それは騎士の中の騎士しか使うことが許されない「ソード・オブ・キング」という特殊、かつ呪われた剣だった。
この剣は装備者に絶大な力をあたえるかわりに、世界一強いとされる騎士以外のものが使うとその魂を吸い取られるという恐ろしい剣だ。

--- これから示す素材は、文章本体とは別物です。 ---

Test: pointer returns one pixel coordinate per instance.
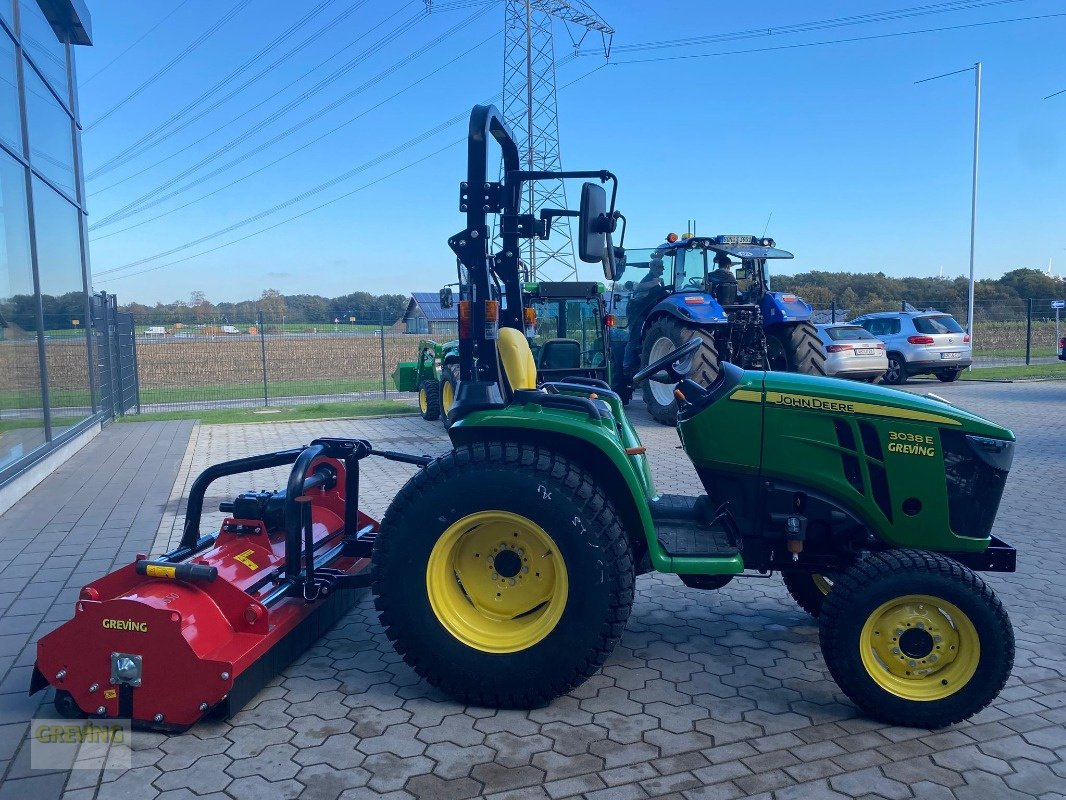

しかし、マリアはナイトの急激な成長ぶりをみてこれはもう、自分が持つべきものではないと判断したらしい。
だからあえてそれをナイトに託したのだ。
しかし、彼女の死から3ヶ月たった今でも彼はそれを使おうとしない。
恐れからなのか、それともその強さゆえなのか・・・。そう考えさせられるほど、彼は強くなりすぎていた。
それを言付けるように、練兵場でまた一人、彼の手によってその尊い命を奪われた。
それを見かねて、ロッドがつぶやいた。
「マリア様がなくなって以来、あいつは感情ってやつを忘れちまったみたいだな。仲間まで殺すなんて・・・。次は俺たちかもな、なあ、ゴールド??」ロッドは隣でサッカーをしながら棒つきキャンディをなめているゴールドに返事を求めた。
「ほうふぁふぇ〜、ほうふぃふぁふぃふぁふぁふぇ〜。」 ・・・何を言っているかわからない
「・・・早く飲み込め。」
ロッドは呆れて顔で遊びをやめないゴールドをみた。
ゴールドはキャンディを噛みながら続けた。
「これで17人目、見方が殺されるの。そろそろ手を打たなきゃヤバイね〜・・・。でも僕あんなバケモノと話したくないな〜。だって・・・。」そこまでいうとゴールドは首を切られるジェスチャーをし、続けた。
「こうされそうじゃん!!マジビビっちゃうよね〜!!」
「そうはいっても一応お前は団長なんだから。あいつだってお前のいうことなら聞くはずだ。ちょうど次の任務がひかえてるんだろ??」
ロッドはグズグズしているゴールドをせかすように念を押した。 「わかったよ〜。せっかちなんだから〜。」
ゴールドはだるそうに返事をすると、剣についている血をふいているナイトにさりげなく近づいた。
「ねえ、ナイト。次の任務はジスニアの視察だね。だから〜、僕から提案なんだけど、・・・武器を持っていかないっていうのはどうかな〜??」
前のナイトなら絶対に反論しそうな内容だ。
しかし、彼は表情ひとつ変えずに承諾した。